Keeping Automated Packaging Lines Moving with 3D Printed Parts

Automated packaging lines run continuously with only planned downtime – or so they should. Occasionally, equipment breaks down and needs fixing, but engineers can’t always source parts at short notice.

For Trivium, a specialist in sustainable and recyclable metal packaging, access to spare parts is critical. Their automated packaging lines provide the output required to meet order capacity. While there is a downtime tolerance, extended downtime can impact revenue and break trust in the supply chain.

Trivium turned to Ultimaker 3D printers as a solution for manufacturing replacement parts in-house. They wanted to eliminate supplier dependency and reduce lead times, so routine and reactive maintenance was more efficient.

Conveyor infeed worm

One of the parts Trivium additively manufactures is an infeed worm – a precision timing screw that spins and spaces containers on conveyor belts.

The original part wore down, and Trivium discovered it was no longer available on enquiry. Paul Klopper, a Technical Specialist at the Dutch plant, turned to 3D printing for a solution and found it with the Ultimaker S5.

He scanned the part and remodelled it in CAD, splitting it into two pieces so they could be printed together. He then connected the two pieces with a metal rod so it could be installed on the machine, and it worked a charm.

Unfortunately, the ABS-printed part wore out quickly, so Paul turned to Ultimaker’s carbon fibre-reinforced nylon, which is much tougher.

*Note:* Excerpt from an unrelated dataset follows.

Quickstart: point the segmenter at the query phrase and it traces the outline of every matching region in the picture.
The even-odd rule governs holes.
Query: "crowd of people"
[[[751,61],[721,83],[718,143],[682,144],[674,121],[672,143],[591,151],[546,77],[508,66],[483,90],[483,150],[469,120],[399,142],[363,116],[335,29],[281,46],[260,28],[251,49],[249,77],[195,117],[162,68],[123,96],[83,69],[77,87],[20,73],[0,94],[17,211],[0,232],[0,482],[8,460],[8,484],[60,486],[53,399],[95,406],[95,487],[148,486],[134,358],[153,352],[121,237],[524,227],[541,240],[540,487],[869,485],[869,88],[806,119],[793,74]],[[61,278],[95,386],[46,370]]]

Paul additively manufactured the part within six hours, and access to engineering materials enabled him to meet durability requirements.

Conveyor sensor wheel

Another application for 3D printing at Trivium is conveyor sensor wheels – handheld devices that measure conveyer belt speeds.

The wheel broke, and Trivium couldn’t get a replacement, so they had two possible solutions – make a wheel or order a new device.

Paul turned to the Ultimaker S5 to manufacture a wheel in-house. He printed the wheel in ABS with a TPU-95A outer layer for grip – TPU-95A mimics the performance of rubber and is highly resistant to abrasion.

The wheel works precisely like the original, and Paul now prints new wheels within 3-hours whenever needed.

The Ultimaker S5 has demonstrated that Trivium can rely on 3D printing to manufacture parts quickly in-house. The S5’s dual extrusion lets them combine materials in the same print session, reducing lead times and enhancing use cases.